Published online by Cambridge University Press: 05 June 2012
INTRODUCTION
Although the past two decades have seen a revolution in many aspects of field biology due to advances in radio-tracking and telemetry, including the development of satellite and Global Positioning System (GPS) technology, these techniques have been applied less to primates than to other orders of mammals or to vertebrates in general (Casperd, 1992). A comprehensive account of animal tagging, or even of radio-tagging, would warrant a book in itself, but here we aim to draw the attention of primatologists to the advances in this family of techniques. We review a number of important studies of primates that have used them, and introduce the practicalities involved. The reader considering the use of these techniques should advance no further without exploring the wider, and vast, literature associated with radio-tracking other mammals. General reviews of radio-tracking are presented in Amlaner & Macdonald (1980), Kenward (2001), and Millspaugh & Marzluff (2001) (see ‘List of suppliers and useful Internet sites’ at the end of this chapter).

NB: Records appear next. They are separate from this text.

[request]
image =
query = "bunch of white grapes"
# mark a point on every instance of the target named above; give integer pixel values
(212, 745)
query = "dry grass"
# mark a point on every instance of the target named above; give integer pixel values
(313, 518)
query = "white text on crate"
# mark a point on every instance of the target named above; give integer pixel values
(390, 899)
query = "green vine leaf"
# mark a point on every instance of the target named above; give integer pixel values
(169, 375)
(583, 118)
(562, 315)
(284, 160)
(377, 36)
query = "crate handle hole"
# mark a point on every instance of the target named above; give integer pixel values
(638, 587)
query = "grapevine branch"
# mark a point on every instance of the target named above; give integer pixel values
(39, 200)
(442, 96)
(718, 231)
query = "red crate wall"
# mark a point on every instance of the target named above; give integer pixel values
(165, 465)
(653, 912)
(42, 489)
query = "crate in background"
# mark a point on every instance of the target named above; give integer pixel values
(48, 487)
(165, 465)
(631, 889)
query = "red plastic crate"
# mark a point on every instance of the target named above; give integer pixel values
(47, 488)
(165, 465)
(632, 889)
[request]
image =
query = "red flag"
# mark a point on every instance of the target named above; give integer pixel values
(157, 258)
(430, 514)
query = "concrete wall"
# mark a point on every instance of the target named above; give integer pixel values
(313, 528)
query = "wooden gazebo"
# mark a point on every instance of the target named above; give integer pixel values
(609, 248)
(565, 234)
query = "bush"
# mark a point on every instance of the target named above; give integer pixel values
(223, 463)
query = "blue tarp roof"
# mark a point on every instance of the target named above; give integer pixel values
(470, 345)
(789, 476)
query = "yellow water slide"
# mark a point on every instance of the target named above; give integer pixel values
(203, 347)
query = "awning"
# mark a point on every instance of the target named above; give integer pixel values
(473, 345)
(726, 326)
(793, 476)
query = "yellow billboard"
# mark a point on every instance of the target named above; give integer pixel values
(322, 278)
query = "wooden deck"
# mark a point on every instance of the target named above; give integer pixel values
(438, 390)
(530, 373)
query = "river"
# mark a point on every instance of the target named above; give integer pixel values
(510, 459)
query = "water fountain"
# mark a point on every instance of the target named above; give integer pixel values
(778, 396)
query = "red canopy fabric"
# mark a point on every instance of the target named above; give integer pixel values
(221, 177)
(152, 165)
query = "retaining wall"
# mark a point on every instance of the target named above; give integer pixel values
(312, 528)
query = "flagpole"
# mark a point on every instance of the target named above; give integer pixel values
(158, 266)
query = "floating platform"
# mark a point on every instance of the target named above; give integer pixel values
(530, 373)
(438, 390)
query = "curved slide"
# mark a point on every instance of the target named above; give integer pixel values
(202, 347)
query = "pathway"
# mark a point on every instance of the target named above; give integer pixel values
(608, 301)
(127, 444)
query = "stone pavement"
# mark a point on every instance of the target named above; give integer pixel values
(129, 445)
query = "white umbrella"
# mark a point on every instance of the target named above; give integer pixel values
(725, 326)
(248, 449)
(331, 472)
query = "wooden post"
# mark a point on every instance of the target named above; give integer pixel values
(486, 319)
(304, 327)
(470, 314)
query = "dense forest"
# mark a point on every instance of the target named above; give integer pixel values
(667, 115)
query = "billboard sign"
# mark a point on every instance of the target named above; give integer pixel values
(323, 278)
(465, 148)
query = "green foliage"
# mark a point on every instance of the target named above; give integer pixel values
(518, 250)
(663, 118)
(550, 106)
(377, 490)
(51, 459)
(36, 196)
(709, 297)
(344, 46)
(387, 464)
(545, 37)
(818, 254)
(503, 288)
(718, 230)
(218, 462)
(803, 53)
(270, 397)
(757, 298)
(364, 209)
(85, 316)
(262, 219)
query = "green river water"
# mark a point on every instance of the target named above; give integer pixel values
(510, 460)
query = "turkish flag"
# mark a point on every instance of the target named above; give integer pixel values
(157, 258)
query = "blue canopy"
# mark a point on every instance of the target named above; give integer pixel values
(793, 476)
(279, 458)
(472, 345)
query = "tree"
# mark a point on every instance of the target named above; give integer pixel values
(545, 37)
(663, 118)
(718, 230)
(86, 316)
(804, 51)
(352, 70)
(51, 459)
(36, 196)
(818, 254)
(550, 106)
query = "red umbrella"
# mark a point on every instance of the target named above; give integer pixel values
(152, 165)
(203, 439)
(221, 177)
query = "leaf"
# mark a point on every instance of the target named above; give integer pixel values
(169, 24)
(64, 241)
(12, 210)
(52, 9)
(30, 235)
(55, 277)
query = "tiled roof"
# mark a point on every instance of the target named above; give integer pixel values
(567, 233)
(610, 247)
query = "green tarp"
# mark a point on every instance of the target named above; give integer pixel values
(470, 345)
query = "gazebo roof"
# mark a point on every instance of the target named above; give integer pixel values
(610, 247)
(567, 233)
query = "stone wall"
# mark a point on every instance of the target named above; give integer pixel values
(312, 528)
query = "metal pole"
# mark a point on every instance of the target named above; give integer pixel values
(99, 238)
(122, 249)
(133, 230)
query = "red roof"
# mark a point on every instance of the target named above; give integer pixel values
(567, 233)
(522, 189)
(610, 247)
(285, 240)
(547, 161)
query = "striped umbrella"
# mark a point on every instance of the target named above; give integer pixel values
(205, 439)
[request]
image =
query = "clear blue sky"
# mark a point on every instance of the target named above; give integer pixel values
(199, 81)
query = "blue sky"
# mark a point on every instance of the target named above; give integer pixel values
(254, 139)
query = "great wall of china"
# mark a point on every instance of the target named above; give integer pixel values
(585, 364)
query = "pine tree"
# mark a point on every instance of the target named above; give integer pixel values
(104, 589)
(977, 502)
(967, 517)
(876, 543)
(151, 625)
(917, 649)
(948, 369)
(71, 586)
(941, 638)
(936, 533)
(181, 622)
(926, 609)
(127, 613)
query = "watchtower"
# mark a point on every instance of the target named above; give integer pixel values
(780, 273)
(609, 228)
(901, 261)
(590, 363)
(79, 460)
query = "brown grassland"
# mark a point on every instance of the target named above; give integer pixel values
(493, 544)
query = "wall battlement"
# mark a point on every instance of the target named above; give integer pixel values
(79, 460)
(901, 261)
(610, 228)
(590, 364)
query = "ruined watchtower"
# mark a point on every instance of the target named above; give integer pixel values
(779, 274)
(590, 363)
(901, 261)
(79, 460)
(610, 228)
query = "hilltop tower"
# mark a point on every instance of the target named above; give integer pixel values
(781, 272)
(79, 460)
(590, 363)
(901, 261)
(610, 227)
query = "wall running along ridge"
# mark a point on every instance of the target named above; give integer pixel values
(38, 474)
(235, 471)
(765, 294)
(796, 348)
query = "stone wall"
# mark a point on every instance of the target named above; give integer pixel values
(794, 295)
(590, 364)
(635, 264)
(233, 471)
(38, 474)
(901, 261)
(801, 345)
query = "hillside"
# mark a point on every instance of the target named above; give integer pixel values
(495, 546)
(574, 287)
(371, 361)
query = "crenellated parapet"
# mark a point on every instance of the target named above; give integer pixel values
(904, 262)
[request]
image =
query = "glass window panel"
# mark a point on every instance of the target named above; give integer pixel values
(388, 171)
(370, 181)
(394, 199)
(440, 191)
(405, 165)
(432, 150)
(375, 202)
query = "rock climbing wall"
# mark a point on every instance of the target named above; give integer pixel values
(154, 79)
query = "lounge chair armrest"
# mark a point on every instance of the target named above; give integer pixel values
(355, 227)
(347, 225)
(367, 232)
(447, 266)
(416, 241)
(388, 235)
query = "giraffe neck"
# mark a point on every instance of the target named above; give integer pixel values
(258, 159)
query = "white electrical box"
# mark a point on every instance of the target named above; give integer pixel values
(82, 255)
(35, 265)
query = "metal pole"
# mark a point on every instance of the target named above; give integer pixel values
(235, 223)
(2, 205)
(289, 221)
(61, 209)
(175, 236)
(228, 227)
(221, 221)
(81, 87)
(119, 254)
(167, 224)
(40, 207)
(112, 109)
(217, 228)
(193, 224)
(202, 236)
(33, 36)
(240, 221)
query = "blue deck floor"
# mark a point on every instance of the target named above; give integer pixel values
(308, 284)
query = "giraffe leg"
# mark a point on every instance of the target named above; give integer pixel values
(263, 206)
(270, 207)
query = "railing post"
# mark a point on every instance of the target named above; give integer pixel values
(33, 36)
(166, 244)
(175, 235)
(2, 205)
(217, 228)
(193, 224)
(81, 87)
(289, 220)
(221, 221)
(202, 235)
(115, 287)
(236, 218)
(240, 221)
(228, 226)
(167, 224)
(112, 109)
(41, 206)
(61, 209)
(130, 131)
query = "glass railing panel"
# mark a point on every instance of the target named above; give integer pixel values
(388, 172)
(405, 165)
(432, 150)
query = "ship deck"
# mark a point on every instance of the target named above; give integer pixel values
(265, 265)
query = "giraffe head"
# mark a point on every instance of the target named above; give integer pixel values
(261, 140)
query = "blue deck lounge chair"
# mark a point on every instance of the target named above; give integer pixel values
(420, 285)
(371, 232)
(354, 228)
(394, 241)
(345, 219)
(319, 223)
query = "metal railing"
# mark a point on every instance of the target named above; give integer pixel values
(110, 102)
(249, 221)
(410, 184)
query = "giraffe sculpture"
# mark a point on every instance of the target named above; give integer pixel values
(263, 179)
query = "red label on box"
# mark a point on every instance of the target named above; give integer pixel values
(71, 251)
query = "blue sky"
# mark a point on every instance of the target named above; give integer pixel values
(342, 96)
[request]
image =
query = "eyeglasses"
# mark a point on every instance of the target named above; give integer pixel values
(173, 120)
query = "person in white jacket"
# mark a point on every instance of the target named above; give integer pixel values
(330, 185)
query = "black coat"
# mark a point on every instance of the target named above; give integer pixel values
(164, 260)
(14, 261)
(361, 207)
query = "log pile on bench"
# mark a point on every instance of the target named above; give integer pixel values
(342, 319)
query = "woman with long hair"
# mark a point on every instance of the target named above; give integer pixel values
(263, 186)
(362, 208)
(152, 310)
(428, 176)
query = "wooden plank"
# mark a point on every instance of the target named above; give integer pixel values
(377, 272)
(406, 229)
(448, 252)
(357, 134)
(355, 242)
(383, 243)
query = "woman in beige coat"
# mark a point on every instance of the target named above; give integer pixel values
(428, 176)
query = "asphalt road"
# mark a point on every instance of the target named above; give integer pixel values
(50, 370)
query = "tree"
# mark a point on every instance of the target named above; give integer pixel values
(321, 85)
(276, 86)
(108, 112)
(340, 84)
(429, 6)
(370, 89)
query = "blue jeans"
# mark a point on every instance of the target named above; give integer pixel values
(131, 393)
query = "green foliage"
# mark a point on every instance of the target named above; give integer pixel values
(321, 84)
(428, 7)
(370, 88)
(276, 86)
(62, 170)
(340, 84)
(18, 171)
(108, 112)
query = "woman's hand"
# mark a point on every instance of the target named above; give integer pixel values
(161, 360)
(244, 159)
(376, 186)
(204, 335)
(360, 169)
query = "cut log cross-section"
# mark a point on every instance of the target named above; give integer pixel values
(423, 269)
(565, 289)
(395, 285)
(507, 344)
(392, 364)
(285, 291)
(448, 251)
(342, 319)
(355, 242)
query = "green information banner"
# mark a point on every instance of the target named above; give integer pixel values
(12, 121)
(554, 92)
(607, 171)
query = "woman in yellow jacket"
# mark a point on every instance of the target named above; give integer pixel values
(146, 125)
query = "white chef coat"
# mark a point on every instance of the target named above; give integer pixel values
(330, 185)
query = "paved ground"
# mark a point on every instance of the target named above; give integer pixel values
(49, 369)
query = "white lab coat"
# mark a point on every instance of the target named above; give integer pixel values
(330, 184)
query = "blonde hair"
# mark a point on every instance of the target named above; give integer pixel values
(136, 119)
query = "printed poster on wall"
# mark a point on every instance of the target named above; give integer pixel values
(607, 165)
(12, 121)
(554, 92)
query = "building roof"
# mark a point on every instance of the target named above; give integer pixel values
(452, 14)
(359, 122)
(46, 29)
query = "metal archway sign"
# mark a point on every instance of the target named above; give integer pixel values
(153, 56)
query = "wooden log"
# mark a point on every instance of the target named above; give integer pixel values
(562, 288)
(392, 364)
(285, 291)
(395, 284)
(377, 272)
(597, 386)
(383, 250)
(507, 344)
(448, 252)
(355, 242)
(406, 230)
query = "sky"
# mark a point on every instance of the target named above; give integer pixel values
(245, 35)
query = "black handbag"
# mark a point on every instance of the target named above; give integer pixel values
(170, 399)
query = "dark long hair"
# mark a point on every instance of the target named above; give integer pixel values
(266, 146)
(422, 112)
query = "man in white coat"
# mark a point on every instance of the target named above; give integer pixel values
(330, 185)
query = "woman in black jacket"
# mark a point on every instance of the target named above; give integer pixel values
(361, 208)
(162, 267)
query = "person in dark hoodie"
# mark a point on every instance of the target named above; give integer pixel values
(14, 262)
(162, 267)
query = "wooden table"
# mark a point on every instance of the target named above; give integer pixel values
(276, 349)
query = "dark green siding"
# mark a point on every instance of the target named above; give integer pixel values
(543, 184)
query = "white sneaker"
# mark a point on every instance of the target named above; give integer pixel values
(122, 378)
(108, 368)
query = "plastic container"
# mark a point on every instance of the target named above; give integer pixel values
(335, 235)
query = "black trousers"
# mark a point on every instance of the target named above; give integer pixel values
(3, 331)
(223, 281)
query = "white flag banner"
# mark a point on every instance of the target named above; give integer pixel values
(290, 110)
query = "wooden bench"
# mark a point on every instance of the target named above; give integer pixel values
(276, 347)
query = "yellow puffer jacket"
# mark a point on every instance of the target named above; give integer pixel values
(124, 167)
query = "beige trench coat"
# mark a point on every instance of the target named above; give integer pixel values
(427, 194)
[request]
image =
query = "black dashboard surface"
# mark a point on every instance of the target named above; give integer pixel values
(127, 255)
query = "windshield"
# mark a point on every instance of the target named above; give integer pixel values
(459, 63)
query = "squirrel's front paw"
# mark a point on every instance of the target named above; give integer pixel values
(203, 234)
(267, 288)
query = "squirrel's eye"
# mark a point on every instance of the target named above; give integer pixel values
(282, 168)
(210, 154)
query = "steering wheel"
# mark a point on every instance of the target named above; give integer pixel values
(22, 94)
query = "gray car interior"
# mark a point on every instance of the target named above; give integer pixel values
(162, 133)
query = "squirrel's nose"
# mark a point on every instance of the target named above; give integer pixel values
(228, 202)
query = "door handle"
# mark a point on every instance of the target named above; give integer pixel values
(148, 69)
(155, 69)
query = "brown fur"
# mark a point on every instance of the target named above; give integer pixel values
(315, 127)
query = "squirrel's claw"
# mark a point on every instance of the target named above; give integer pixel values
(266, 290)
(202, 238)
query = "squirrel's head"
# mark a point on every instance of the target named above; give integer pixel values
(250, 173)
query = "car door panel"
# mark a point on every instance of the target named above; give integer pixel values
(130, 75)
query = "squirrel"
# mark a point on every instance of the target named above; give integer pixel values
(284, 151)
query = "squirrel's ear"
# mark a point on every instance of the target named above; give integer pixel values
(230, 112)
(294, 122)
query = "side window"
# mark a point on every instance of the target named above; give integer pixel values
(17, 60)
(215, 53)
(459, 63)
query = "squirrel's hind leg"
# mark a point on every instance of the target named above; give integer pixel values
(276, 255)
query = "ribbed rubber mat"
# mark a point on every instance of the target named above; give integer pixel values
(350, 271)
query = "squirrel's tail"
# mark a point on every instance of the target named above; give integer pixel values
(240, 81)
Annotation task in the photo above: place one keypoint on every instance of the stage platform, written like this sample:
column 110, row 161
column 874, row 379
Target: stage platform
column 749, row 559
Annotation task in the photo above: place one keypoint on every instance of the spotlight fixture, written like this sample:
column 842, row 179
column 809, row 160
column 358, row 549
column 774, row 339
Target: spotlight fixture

The term ‘radio-tracking’ is correctly applied only to the use of radio-transmitters and receivers to record location information. Traditionally, most field biologists have used VHF (very high frequency) or UHF (ultra high frequency) radio-tracking transmitters, but recently there has been a rapid growth in satellite tracking systems and associated technology (Chapter 4). ‘Biotelemetry’ is, strictly, the remote measurement of biological, particularly physiological, data (e.g. heart rate, blood pressure, body temperature, brain wave activity) (Amlaner, 1978; Chapter 18).